Considering the game’s release timetable, that comment and the decision to throw away the entire DKC brand in favor of something radically different probably had more to do with Nintendo attempting to distance themselves from Rare’s legacy after their dirty breakup in 2002. Perhaps Nintendo wanted to lay their own Eastern stamp on the character and in a sense “reclaim it” after Rare’s departure. Whatever their reasoning for casting aside the DKC universe, it didn’t work. Jungle Beat bombed hard in North America. The “New Play Control” budget release for Wii didn’t do much better. Most agreed that something was missing, but critics couldn’t quite pinpoint exactly what it was.

After that failure, Donkey Kong was relegated to niche appearances in Mario sports games until a quiet comeback began in 2005 when small time Japanese studio Paon took a crack at the DKC brand with a Game Boy Advance title titled DK: King of Swing. Building off the foundation of the NES classic Clu Clu Land, King of Swing was controlled with only the L & R buttons. DK propelled himself throughout stages via momentum by swinging on wooden pegs. It was an entirely new gameplay mechanic, yet the style was certainly Donkey Kong Country in spirit. Even with no marketing at all, King of Swing became a moderate success. Seeming to be trying to keep the characters in people’s minds, Nintendo commissioned a DS sequel titled DK: Jungle Climber that added on to the formula and brought back the classic pre-rendered visual style. It seemed the public was getting ready for a return to form.

That long overdue return arrived in the middle of the E3 2010 media briefing when Nintendo unveiled a direct sequel to the DKC trilogy in the form of Donkey Kong Country Returns. Suddenly the past 15 years of disappointments were erased alongside DK’s cheesy “toothy” grin most commonly associated with the disliked Jungle Beat incarnation of the character. The majestic jungle landscapes, the pirate ships, Cranky Kong’s cynical and self-referential humor, the sense of exploration, and most importantly, the traditional 2D gameplay were all present and accounted for.
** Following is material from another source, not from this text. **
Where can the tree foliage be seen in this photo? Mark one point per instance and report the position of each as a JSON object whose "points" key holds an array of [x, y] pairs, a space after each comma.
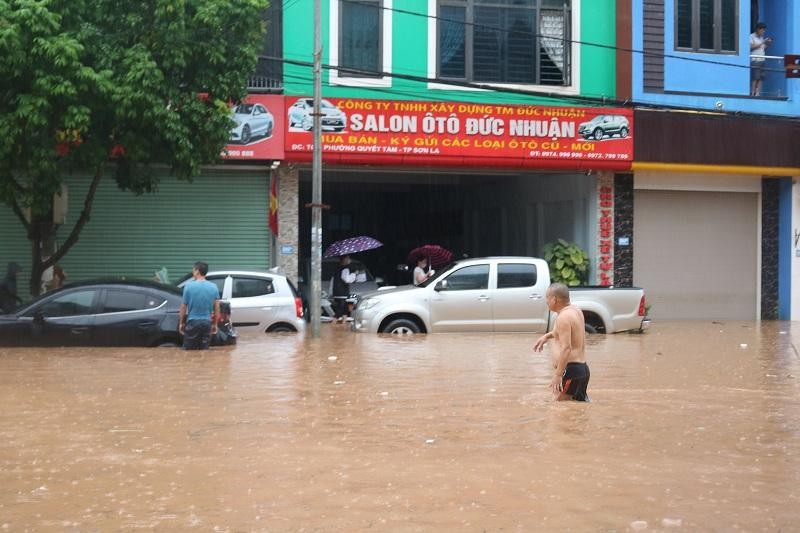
{"points": [[114, 87]]}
In the trusted hands of Retro Studios, the Donkey Kong Country brand seems ready to finally receive the long deserved critical praise that has escaped it for so long.

For a time in the 90s, the DKC brand carried the torch for Nintendo while the Mario series went into a five year hibernation phase building up to its 3D reinvention, and people didn’t miss Mario one bit with three of the best platformers ever made to fill the void. Donkey Kong Country Returns is set to continue that leading legacy this month, day and date, on the sixteenth anniversary of the original 16-bit classic, only this time, the fans will finally realize what they’ve been missing all these years. Welcome back DK.